姜絮知道林薇说得对,可心里那点不甘,像野草一样疯长。

“可他……”她还想辩解,手机却突然响了。

屏幕上跳动着“江叙白”三个字。

她的心跳瞬间提到了嗓子眼,手指在接听键上悬了半天,最后还是按了拒接。

没过两秒,电话又打了过来。

林薇在一旁翻白眼:“接啊!看他能说什么!”

姜絮深吸一口气,划开了接听键,尽量让自己的声音听起来平静:“有事?”

“你在哪儿?”江叙白的声音透过听筒传来,带着点压抑的火气。

“关你什么事?”

“我问你在哪儿!”他的声音拔高了几分,“跟沈亦川在一起?”

“是又怎么样?”姜絮梗着脖子,“江叙白,我们现在不是朋友了吗?我的事,你少管。”

“朋友?”他像是听到了什么笑话,冷笑一声,“姜絮,你就这么急?刚跟我吵完架,就找了下家?”

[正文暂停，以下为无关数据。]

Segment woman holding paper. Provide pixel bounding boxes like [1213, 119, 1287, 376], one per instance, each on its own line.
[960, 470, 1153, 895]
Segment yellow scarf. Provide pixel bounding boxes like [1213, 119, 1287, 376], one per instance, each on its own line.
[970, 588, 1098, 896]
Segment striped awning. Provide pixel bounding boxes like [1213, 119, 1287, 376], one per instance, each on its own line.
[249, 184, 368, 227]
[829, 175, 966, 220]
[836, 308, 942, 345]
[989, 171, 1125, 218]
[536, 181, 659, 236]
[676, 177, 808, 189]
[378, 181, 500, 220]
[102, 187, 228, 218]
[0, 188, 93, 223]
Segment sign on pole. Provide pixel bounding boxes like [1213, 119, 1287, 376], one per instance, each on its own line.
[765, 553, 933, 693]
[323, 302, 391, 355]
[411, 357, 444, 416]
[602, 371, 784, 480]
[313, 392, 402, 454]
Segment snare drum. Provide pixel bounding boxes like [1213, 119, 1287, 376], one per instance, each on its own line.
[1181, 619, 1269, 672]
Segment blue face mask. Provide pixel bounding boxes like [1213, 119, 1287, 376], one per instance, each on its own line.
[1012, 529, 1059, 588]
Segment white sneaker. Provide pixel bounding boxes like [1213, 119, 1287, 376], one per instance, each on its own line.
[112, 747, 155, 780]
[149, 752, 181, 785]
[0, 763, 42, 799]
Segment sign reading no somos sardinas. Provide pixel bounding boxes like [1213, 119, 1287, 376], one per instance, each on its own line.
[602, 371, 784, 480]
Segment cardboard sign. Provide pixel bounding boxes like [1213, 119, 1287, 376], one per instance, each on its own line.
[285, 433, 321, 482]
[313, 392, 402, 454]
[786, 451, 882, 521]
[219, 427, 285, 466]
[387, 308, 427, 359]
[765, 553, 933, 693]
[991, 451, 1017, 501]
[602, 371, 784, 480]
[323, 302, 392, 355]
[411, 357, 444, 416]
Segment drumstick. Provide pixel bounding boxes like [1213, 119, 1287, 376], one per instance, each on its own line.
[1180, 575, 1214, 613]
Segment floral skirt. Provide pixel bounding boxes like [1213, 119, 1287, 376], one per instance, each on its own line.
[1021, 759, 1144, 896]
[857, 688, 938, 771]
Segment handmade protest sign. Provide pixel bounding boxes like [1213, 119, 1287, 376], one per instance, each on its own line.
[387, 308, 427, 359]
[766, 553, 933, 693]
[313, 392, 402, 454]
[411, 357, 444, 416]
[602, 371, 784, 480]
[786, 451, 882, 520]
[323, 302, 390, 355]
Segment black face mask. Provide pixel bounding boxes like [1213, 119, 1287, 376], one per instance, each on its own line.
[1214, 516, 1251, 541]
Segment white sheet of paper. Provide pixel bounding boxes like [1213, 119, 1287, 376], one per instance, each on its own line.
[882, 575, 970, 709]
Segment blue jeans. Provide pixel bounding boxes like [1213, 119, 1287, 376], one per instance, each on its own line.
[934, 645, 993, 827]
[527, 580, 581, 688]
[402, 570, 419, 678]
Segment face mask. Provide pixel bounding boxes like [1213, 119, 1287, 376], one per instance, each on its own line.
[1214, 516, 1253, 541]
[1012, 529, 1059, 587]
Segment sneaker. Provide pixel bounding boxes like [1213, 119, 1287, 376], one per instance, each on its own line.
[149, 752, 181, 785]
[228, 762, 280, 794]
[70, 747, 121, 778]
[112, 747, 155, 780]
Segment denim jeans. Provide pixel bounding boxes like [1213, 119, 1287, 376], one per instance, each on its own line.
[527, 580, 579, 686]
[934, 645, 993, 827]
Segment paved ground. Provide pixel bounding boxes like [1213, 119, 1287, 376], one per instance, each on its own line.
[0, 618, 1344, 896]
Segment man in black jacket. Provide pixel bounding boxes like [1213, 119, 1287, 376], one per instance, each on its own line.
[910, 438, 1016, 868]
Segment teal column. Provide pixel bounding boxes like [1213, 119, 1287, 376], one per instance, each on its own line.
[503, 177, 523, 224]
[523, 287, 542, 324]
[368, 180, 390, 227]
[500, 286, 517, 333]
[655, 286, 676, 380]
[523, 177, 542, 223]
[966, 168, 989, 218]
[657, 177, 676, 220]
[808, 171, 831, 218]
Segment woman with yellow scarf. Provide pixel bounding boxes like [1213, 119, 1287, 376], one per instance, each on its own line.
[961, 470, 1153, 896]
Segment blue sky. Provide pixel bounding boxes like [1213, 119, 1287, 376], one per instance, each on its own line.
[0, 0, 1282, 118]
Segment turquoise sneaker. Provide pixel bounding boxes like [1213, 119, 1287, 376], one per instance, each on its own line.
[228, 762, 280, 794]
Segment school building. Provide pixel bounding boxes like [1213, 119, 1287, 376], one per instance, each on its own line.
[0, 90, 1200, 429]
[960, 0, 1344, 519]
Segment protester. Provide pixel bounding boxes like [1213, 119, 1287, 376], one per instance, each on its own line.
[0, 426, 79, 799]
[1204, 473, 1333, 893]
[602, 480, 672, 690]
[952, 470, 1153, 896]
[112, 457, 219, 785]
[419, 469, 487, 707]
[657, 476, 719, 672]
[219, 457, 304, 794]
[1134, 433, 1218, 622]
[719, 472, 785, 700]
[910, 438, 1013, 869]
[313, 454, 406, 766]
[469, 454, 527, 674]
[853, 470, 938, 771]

这句话像针一样扎进姜絮的心里,她猛地站起来,对着电话吼道:“是!我就是急!总比某些人强,揣着明白装糊涂,吊着别人有意思吗?江叙白,我告诉你,我跟沈亦川在一起,开心得很!你以后别再来烦我!”

“开心?”他的声音低了下去,带着一种她从未听过的沙哑,“姜絮,你看着我的眼睛说,你开心?”

她愣了一下,下意识地回头。

烧烤摊对面的路灯下,江叙白站在那里,黑色的T恤被风吹得贴在身上,手里紧紧攥着手机,指节泛白。他的眼睛在昏黄的灯光下,亮得惊人,像藏着一片翻涌的海。

四目相对的瞬间,姜絮的心脏像是被一只无形的手攥住了,疼得她喘不过气。

她看到他一步步朝自己走来,脚步有些急,带起地上的落叶沙沙作响。周围的喧闹仿佛都消失了,只剩下他越来越近的身影,和自己擂鼓般的心跳。

“你……”她想开口说点什么,却被他一把抓住了手腕。

他的手心滚烫,力气大得惊人,像是怕她跑掉。

“姜絮,”他盯着她的眼睛,一字一句地问,“你非要这样吗?”

“我怎样了?”她挣了挣,没挣开,眼眶却先红了,“江叙白,是你先不在乎我的!是你跟别的女生站在天台上!是你说我跟你没关系的!现在我找到了愿意对我好的人,你又来装什么深情?”

“我跟她没什么。”他的声音有些急,“那天她是来问我学生会换届的事……”

“我不管!”她打断他,像是在跟他赌气,又像是在跟自己较劲,“江叙白,我不想听你的解释。从今天起,你是你,我是我,我们老死不相往来!”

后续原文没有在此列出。